Dans cette lettre, Choguel Maïga affirme s’exprimer en tant que citoyen profondément attaché à l’unité nationale du Mali, à l’intégrité de son territoire et à la souveraineté de l’État, mais également à la solidité des liens historiques et fraternels unissant le Mali et l’Algérie. Malgré sa situation personnelle, il dit agir par souci de paix et de responsabilité, animé par la volonté de préserver une relation bilatérale qu’il juge essentielle pour la stabilité régionale.
L’ancien Premier ministre rappelle le parcours historique du peuple algérien, saluant son combat contre la domination étrangère et sa contribution aux luttes de libération des peuples opprimés. Il indique avoir suivi, avec une grande attention et une profonde inquiétude, les récentes prises de position des responsables des deux États, tant dans les forums internationaux que dans les médias.
Selon lui, une situation d’incompréhension s’est progressivement installée, marquée par des polémiques, des accusations et des invectives réciproques sur la scène diplomatique internationale. Une dynamique qu’il considère comme dangereuse et préjudiciable à la sécurité des deux peuples, ainsi qu’aux relations de bon voisinage qui ont historiquement prévalu entre le Mali et l’Algérie.
Choguel Maïga cite notamment les interventions des représentants officiels des deux pays lors de la 80ᵉ session de l’Assemblée générale des Nations unies, en septembre 2025. Il estime que certaines agressions verbales observées à cette tribune étaient inappropriées et contre-productives. Il évoque également la conférence de presse du ministre algérien des Affaires étrangères, Ahmed Attaf, tenue le 18 novembre 2025, ainsi que l’intervention de l’ambassadeur d’Algérie aux États-Unis, Sabri Boudouma, lors d’un panel diplomatique à Washington le 24 novembre 2025. Des déclarations qui, selon lui, suscitent des inquiétudes quant à la perception de la situation réelle au Nord du Mali.
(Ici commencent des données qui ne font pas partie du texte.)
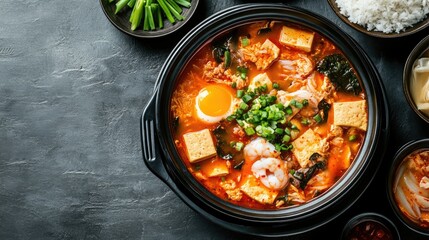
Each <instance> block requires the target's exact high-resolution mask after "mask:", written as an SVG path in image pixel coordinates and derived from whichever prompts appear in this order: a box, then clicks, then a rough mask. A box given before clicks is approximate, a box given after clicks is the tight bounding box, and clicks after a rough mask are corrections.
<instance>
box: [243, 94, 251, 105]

Pour l’ancien chef du gouvernement, ces prises de position publiques portent atteinte à l’image des deux États et fragilisent la confiance mutuelle indispensable à des relations fraternelles et durables. Depuis sa détention, il lance ainsi un appel solennel à la retenue et à la raison, invitant les dirigeants et personnalités publiques des deux pays à ne jamais perdre de vue les liens historiques, humains et culturels qui unissent Maliens et Algériens.
Reconnaissant que les relations entre les gouvernements des deux pays ont connu des tensions ces dernières années, Choguel Maïga insiste toutefois sur la nécessité de conserver le sens de l’histoire, de la responsabilité et du « temps long » dans la conduite des relations diplomatiques. Il plaide pour une patience stratégique et un discernement constant afin d’éviter toute escalade nuisible aux intérêts des peuples.
Dans cette démarche, il indique avoir joint à sa lettre un mémorandum destiné à porter à l’attention du président algérien certains faits et éléments d’analyse susceptibles de contribuer à l’amélioration des relations bilatérales. Il soutient qu’un problème existe, mais que son examen à la lumière de l’histoire, ancienne et récente, peut permettre de le dépasser.
Enfin, Choguel Kokalla Maïga rappelle que ses positions sur ces questions s’inscrivent dans la continuité de travaux et de publications antérieurs consacrés aux rébellions au Nord du Mali, à la crise de l’État et à l’histoire des résistances locales. Concluant sa lettre dans un contexte symbolique, marqué par le mois sacré de Rajab et la Journée nationale de la souveraineté retrouvée du Mali, l’ancien Premier ministre réaffirme son souhait de voir prévaloir la concorde, la compréhension mutuelle et la fraternité entre les peuples malien et algérien.